Krankenhausseelsorge

Wenn ein Aufenthalt im Krankenhaus notwendig geworden ist, tauchen beim Patienten und seinen Angehörigen oft viele Fragen auf. Manchmal werden ganz neue und tiefgehende Gedanken und Gefühle wach: Angst, Zweifel, Trauer, Verunsicherung, Fragen an sich und sein Leben, Fragen an Gott…

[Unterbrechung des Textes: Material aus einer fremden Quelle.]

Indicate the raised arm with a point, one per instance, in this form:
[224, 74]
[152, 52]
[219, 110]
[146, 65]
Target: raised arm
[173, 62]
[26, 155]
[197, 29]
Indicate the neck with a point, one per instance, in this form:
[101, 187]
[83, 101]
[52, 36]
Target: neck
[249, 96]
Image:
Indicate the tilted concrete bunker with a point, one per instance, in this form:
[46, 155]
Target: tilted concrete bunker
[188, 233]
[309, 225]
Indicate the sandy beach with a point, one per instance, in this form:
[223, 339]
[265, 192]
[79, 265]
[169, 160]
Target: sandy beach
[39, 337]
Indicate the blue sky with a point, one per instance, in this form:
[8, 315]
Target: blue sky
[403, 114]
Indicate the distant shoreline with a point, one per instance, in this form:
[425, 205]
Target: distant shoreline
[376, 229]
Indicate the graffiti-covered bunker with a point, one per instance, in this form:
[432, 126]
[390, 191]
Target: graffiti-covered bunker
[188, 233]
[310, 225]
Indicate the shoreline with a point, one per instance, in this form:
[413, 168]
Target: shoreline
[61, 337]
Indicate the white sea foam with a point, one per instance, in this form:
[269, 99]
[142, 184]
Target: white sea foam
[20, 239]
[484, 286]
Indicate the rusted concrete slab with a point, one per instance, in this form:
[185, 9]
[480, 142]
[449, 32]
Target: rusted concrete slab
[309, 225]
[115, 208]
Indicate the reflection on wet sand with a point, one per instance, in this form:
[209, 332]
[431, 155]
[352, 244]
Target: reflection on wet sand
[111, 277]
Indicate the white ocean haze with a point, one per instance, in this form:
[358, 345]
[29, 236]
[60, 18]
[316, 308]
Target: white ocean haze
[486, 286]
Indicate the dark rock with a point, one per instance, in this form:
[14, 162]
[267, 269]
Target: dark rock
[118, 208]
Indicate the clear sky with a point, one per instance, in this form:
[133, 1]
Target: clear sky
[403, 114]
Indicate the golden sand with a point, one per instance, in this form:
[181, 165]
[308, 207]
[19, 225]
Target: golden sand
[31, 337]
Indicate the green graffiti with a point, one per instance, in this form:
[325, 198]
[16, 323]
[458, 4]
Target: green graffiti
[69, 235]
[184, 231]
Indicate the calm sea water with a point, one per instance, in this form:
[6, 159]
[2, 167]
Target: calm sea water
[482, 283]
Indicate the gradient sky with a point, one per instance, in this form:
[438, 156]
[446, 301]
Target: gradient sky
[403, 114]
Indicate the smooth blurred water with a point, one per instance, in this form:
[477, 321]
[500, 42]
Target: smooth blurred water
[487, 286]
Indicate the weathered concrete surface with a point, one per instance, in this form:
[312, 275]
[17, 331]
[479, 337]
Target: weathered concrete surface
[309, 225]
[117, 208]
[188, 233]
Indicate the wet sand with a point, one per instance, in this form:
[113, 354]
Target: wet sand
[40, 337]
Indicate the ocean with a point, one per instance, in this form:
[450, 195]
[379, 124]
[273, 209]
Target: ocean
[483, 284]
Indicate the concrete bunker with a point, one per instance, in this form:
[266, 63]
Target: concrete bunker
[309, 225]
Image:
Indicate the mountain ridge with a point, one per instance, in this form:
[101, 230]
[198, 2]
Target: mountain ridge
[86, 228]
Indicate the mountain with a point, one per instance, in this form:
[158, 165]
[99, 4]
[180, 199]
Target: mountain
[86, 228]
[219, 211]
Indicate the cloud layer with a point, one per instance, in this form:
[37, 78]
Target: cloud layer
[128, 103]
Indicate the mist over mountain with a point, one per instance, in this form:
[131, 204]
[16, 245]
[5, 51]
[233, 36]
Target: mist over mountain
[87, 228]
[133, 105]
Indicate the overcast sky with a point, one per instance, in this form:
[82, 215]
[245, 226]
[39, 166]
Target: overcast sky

Dann tut es gut, wenn jemand da ist, dem man sich mit all dem anvertrauen und zumuten kann. Die Seelsorge des St. Nikolaus-Stiftshospitals ist dafür da, diese existentiellen Gefühle mit dem Patienten/der Patientin anzuschauen, auszuhalten und vielleicht „auf den Himmel hin“ zu öffnen. Dies geschieht in einer Suchbewegung, die offen ist und die begleitet und gestützt werden kann durch die Feier von Gottes Gegenwart in der Krankenkommunion oder in einer Segensfeier. Die Seelsorge begleitet Patient/innen auch unabhängig von ihrer religiösen und weltanschaulichen Orientierung. Wichtig ist die Begleitung sterbender Menschen. Sie sollen die Möglichkeit haben, in Ruhe und Würde ihre letzten Stunden und Tage zu verbringen. Krankenhausseelsorge versteht sich als Anwältin des kranken, alten und sterbenden Menschen, der niemals zum Objekt des medizinischen Geschehens werden darf, sondern dessen Individualität und Würde auch in den Grenzerfahrungen bewahrt werden soll. Die Seelsorge ist ebenfalls Ansprechpartnerin für die Mitarbeiter/innen des Hauses. Darüber hinaus hat sie die Aufgabe, in Zusammenarbeit mit den anderen Fachdisziplinen und ehrenamtlichen Helfer/innen an einer Krankenhausstruktur mitzuwirken, die dem Menschen dient und in der ein christliches Menschenbild spürbar wird.

 

Erreichbarkeit und Präsenz

Die Seelsorgerin ist in der Regel tagsüber erreichbar über die Nr. 8460 des hausinternen Mobiltelefons. Für seelsorgliche Notfälle ist sie Mo – Fr auch abends und nachts über die Pforte erreichbar. Am Wochenende ist die Erreichbarkeit nicht durchgehend gewährleistet.

 

Räumlichkeiten

Die spätbarocke Hospitalkirche (gegenüber dem Haupteingang) und die Andachtsräume des Krankenhauses (2.Etage) und Altenheims (1.Etage) laden ein zu Stille und Gebet. Für Angehörige, die sich von Sterbenden oder schon Verstorbenen verabschieden wollen, sind drei Abschiedsräume eingerichtet worden, einer davon auf der Intensivstation.                                                                                 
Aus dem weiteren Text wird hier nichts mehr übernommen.